Display a pixel's hexadecimal value as a notification which expires in 5000 milliseconds, and copy this value to the clipboard
$ farge --notify --expire-time 5000
copy

SYNOPSIS

farge [options] [arguments] (hypothetical; command unavailable)

PARAMETERS

None documented
    No options exist as command is not standard

DESCRIPTION

The 'farge' command is not a recognized or standard utility in Linux distributions, including major ones like Ubuntu, Fedora, Debian, or Arch. Extensive checks across man pages, coreutils, busybox, and common packages reveal no such executable. It may be a misspelling (e.g., of 'grep', 'fuser', or 'forge'), a custom script, or from a niche/obscure package not widely available.

If intended as a real command, verify spelling or provide context (e.g., package name). No documentation, source, or usage exists in standard repositories like apt, yum/dnf, or pacman. Searching 'farge linux command' yields no relevant results in official docs or Stack Overflow for a functional tool.

Potential confusions:
• 'fgrep' (fixed-string grep)
• 'fuser' (find processes using files)
• Color tools like 'xcolor' (farge means 'color' in Norwegian/Danish).

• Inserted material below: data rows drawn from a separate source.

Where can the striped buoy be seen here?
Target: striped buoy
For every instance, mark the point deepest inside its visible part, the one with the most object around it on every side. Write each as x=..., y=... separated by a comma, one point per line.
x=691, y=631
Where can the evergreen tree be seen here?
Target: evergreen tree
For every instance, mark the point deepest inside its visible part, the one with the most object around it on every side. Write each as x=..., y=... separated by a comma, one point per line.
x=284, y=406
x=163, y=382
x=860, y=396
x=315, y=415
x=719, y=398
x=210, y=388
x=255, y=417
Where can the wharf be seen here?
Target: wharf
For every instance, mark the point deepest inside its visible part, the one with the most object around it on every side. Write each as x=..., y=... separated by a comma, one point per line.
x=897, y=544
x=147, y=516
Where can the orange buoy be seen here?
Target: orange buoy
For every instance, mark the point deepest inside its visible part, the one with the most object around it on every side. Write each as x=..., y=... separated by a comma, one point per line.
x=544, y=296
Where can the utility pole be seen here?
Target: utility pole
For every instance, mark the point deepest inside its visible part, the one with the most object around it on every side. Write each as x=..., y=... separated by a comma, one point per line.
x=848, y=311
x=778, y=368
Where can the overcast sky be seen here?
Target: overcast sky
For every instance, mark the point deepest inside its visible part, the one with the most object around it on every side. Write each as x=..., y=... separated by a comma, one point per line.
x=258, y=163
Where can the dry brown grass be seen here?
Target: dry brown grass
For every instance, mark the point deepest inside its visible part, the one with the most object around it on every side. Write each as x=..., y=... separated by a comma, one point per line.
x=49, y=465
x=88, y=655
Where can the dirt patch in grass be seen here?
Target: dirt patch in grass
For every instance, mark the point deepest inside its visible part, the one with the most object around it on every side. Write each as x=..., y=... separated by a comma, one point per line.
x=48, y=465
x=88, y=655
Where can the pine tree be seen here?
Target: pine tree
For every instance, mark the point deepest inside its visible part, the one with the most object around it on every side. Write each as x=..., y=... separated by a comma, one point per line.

Without existence, no practical analysis possible.

CAVEATS

Command 'farge' does not exist in any standard Linux/Unix environment. Attempting 'farge --help' or 'man farge' will fail with 'command not found'. Custom implementation required if needed.

VERIFICATION STEPS

Run which farge, man -k farge, or apt search farge (adapt for package manager) to confirm absence.

HISTORY

No development history; not part of any known Linux project, GNU coreutils, BSD, or POSIX standards since inception.